After birdie putts on Nos. 17 and 18 burned the edges of the cup, shortly thereafter, everything came undone. He started the front nine -- his back nine -- bogey-bogey-double before righting the ship with a birdie on the par-4 fourth hole. But three bogeys in his last five holes -- including a 3-putt on No. 9 to a hole location that looked like it was on the side of the hill -- ended his day north of 100th in the field of 120.
"Just lost a little bit of focus, and again, I'm just going to take it as -- all in all, I'm just going to take today as a fluke round," said Spieth, who tees off for the second round at 1:06 p.m. ET on Friday. "I still believe I'm playing well. It just happened to be an off-day on a day where it counted."
Spieth's group Thursday included Watson and Jason Day (68). For Spieth and Day, it was the first time teeing it up alongside each other since the final pairing at Whistling Straits in the PGA Championship 11 days ago, where Day won his first major championship.
Watson wasn't hitting all the fairways, but at times that was to his advantage. The greens are pitched in such a way that some shots have to carry to the hole, allowing for spin to make sure it stays below the hole. That's what caused Spieth problems.
From the rough, Watson was able to land short of the flag and have it roll up toward the hole. That set up ample birdies.
Ditto for Finau, the power Utah rookie.
"So No. 9 today with that pin just on top of the ridge, if you draw a decent lie in the rough, it's almost easier to just run something up instead of worrying about the spin if you're hitting from the fairway," Finau said.
He had the wildest round. Finau opened with three straight birdies, followed with three straight bogeys, made one par and then ran off three more birdies.
Villegas only got into the top 125 to qualify for the playoffs last week at the Wyndham Championship, with two shots to spare. That was pressure. Now he feels as though he has nothing to lose as he tries to get into the top 100 who advance to the second event next week at the TPC Boston.
"Last week was an important week," said Villegas, who is No. 123. "It hasn't been the best of years, and just to be able to sneak in here and give myself a chance ... I get off to a good start, and three more rounds to go and keep it going."
Levin secured his spot in the playoffs with a 63 in the final round at the Wyndham, moving up seven spots to No. 115. Much like Villegas, he felt relieved to have made it to The Barclays, and everything else is gravy. He rolled in three early birdies and dropped only one shot on a mild, blustery day.
"This is a nice stress to have," he said. "I'm happy with where I am right now and who knows? Maybe I can keep it going."
Day pulled out of the pro-am Wednesday after tweaking his back. Oddly enough, he had wanted an MRI on his back before the playoffs to make sure everything was in order.

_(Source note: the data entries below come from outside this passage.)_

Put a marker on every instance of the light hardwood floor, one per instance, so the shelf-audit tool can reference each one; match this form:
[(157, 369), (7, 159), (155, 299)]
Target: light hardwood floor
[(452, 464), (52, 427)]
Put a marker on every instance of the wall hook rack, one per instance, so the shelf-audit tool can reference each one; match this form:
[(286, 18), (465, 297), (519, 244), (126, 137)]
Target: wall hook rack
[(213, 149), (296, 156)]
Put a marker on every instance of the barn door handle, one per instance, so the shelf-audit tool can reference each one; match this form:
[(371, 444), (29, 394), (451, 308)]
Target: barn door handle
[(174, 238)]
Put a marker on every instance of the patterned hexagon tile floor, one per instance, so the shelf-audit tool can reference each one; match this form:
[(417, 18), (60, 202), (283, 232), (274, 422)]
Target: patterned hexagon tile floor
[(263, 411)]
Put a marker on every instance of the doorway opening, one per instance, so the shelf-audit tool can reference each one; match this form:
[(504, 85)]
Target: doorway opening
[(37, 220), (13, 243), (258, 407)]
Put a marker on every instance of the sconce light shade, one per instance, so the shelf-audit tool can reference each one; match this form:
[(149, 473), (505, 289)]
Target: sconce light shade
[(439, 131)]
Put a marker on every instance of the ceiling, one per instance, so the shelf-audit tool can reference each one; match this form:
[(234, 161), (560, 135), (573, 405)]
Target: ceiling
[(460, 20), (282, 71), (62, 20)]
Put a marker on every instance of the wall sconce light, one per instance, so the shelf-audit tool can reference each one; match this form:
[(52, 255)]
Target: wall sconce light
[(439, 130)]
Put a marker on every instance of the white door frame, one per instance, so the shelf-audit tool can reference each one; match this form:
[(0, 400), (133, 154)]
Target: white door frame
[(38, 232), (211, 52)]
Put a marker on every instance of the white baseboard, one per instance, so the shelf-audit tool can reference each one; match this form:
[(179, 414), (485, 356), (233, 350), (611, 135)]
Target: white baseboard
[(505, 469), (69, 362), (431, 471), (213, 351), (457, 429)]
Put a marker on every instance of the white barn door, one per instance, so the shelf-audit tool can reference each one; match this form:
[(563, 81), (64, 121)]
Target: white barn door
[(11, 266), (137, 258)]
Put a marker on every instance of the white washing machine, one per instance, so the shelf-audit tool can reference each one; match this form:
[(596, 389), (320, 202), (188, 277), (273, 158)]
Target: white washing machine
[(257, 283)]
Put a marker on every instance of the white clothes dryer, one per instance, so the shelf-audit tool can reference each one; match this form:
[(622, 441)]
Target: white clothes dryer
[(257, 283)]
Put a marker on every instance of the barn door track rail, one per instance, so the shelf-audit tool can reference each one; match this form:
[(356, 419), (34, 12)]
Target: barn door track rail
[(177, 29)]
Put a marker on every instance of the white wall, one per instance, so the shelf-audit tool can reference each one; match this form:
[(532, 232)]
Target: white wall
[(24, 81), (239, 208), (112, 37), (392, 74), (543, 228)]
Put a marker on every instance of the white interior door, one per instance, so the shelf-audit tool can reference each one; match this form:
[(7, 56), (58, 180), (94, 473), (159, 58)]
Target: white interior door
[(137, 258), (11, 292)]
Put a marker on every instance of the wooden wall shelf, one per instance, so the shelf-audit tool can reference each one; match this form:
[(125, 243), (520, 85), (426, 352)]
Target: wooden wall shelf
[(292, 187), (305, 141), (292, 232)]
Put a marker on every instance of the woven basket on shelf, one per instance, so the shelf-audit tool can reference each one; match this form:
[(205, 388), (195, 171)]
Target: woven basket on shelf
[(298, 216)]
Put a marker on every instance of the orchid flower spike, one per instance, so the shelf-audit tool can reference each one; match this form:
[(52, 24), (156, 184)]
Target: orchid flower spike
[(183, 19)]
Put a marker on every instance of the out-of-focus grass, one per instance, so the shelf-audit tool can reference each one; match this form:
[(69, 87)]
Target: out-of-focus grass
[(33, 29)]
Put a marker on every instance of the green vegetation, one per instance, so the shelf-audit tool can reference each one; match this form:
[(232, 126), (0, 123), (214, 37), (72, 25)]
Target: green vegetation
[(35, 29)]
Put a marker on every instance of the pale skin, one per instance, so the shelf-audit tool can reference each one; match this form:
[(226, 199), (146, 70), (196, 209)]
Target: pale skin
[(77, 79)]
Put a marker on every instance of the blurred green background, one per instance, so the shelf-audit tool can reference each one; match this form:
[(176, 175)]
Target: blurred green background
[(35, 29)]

He felt the twinge removing a light box from under his motor home, and decided to have the MRI on Wednesday. It showed everything in good order, and while the PGA champion rubbed his back after a few hooked tee shots, he felt good enough.
The last time the Barclays was played at Plainfield Country Club, Hurricane Irene paid a visit to the area, shortening the event to 54 holes. That came after an earthquake earlier in the week. Dustin Johnson eventually won the title at 19 under par.
Information from The Associated Press was used in this report.